Second-line and later treatment remains an area of unmet need, particularly for patients whose disease progresses after standard therapy. Docetaxel-based chemotherapy continues to be used in many settings, but efficacy remains limited. This has created strong interest in antibody-drug conjugates that can combine targeted delivery with potent cytotoxic activity (Henlius, 2026).
What Is HLX43?
HLX43 is an investigational PD-L1-targeting antibody-drug conjugate. It is composed of a fully humanized anti-PD-L1 IgG1 antibody, a tripeptide linker, and a topoisomerase inhibitor payload, with a drug-to-antibody ratio of approximately 8.
The design is intended to combine two antitumor mechanisms. First, HLX43 binds to PD-L1-expressing tumor cells and delivers a cytotoxic payload through receptor-mediated internalization and linker cleavage. Second, the released payload may diffuse into neighboring tumor cells through a bystander effect. The antibody component may also contribute immune checkpoint modulation through PD-L1/PD-1 blockade (Henlius, 2026).
Phase 2 Study Design
HLX43-NSCLC201 is an open-label, multicenter, international Phase 2 study evaluating HLX43 in patients with advanced NSCLC.

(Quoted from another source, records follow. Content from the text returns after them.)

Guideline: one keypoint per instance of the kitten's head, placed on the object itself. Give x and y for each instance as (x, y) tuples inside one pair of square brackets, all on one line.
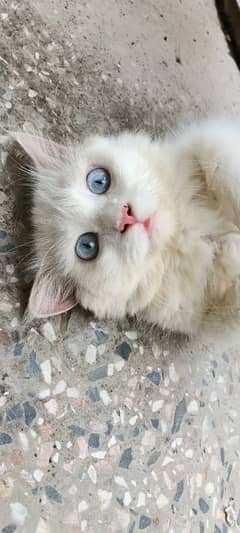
[(101, 219)]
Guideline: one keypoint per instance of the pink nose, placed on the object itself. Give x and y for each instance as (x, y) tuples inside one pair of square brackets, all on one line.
[(127, 219)]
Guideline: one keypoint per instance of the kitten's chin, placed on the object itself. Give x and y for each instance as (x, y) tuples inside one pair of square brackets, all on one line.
[(137, 244)]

The trial includes two parts. Part 1 focuses on dose exploration to identify the optimal dose for continued evaluation. Part 2 is a single-arm multicenter Phase 2 trial. The primary objective is to evaluate clinical efficacy, with objective response rate by blinded independent central review according to RECIST v1.1 as the primary endpoint.
Henlius reported that earlier clinical data supported 2.0 mg/kg or 2.5 mg/kg as the recommended Phase 2/3 dose range for HLX43 in NSCLC (Henlius, 2026).
Prior Clinical Signal
According to Henlius, Phase 1 data first presented at the 2025 ASCO Annual Meeting showed a manageable safety profile and encouraging activity across solid tumors, particularly in NSCLC. The company reported activity across NSCLC subgroups, including squamous and non-squamous histologies, patients with or without EGFR mutations, patients with or without brain or liver metastases, and patients with PD-L1-positive or PD-L1-negative tumors (Henlius, 2026).
These findings remain early and require confirmation in later-phase trials, but the broad activity reported across clinically distinct NSCLC populations supports continued development.
Next Development Steps
Henlius is also preparing an international Phase 2/3 study, HLX43-NSCLC302, in advanced squamous NSCLC. The Phase 3 portion is intended to become the first pivotal registrational trial for HLX43 in NSCLC.
Beyond lung cancer, Henlius is exploring HLX43 across multiple solid tumors, including esophageal squamous cell carcinoma, cervical cancer, breast cancer, gastric or gastroesophageal junction cancer, and head and neck squamous cell carcinoma. Combination studies are also ongoing to evaluate whether HLX43 can be paired with other agents to improve antitumor activity (Henlius, 2026).
Clinical Meaning
The EU first-patient dosing marks an important operational step for HLX43’s global development. For NSCLC, the key questions now are whether the encouraging early activity can be reproduced in larger cohorts, whether benefit is consistent across PD-L1 expression levels and histologic subtypes, and whether safety remains manageable at the selected Phase 2/3 doses.
If later trials confirm meaningful activity, HLX43 could represent a new ADC-based approach for patients with advanced NSCLC, especially in treatment settings where current options remain limited.